The FTSE 100 landlord announced on Monday that it had sold a 75 per cent stake in its Paddington Central estate for £694mn to Singaporean sovereign wealth fund GIC.

The deal will mean British Land has cash to invest in a campus in Canada Water, east London, and to develop logistics warehousing in London — projects it anticipates will provide better returns.

The sale is the latest in a string of deals that highlight a changing of the guard in the London office market.

British Land and Landsec, another FTSE 100 developer and landlord that has long been a big presence in London’s office market, have signalled a wish to sell off high-end workspace in the capital and focus on development opportunities or diversify into other sectors.

The pair have found buyers among the world’s largest institutional investors, including private equity houses and pension funds, which have been willing to invest in offices with low but stable yields.

Simon Carter, British Land’s chief executive, said he wanted “to focus on situations where we add more value. A big part of that is development: that’s where a lot of the proceeds from this joint venture will go.”
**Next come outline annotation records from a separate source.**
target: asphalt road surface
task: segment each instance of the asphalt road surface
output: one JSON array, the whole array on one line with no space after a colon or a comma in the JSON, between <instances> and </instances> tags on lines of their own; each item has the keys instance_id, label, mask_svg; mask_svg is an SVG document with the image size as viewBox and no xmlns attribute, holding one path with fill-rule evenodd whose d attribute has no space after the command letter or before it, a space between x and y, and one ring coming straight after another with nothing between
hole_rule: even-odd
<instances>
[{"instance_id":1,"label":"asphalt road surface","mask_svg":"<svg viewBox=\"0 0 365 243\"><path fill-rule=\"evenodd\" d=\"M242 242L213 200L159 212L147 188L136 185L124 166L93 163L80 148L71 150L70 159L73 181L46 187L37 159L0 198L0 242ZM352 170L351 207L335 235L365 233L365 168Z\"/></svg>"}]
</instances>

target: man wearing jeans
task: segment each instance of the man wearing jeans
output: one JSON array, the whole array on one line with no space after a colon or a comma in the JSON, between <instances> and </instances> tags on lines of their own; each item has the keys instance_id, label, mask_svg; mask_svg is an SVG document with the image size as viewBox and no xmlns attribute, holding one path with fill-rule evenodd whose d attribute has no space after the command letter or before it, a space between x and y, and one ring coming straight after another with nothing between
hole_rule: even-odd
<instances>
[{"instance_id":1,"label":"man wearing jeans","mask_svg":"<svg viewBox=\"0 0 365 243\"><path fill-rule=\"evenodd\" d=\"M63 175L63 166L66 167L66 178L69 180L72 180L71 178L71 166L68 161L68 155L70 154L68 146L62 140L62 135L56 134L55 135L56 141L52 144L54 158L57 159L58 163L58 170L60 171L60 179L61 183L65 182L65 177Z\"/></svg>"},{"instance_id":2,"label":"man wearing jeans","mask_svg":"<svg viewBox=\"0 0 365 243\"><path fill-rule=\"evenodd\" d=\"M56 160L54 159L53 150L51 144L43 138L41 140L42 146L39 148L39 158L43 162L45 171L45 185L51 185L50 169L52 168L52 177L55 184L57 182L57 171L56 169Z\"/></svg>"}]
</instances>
He added that demand from large international investors for London offices was strong, despite the challenges in the sector. “A lot of the sovereign wealth funds are looking at these kinds of opportunities. Capital is coming from across the globe.”

The return to London offices has come in fits and starts, and the occupancy in many workplaces remains far down on pre-Covid levels. There have been signs in recent weeks that the number of returning workers has plateaued.

But GIC is banking that buildings with strong environmental credentials close to transport links will continue to draw tenants.

Tracy Stroh, head of Europe real estate at GIC said: “We are seeing returning demand in the take-up of new office spaces that are of high quality and in prime locations.”

British Land, which is already in a joint venture with GIC at the Broadgate campus in the City of London, will remain as a partner in Paddington, retaining a 25 per cent stake and acting as asset manager.

The gross asset value of the properties held in the joint venture is £936mn, close to 10 per cent of British Land’s total portfolio value.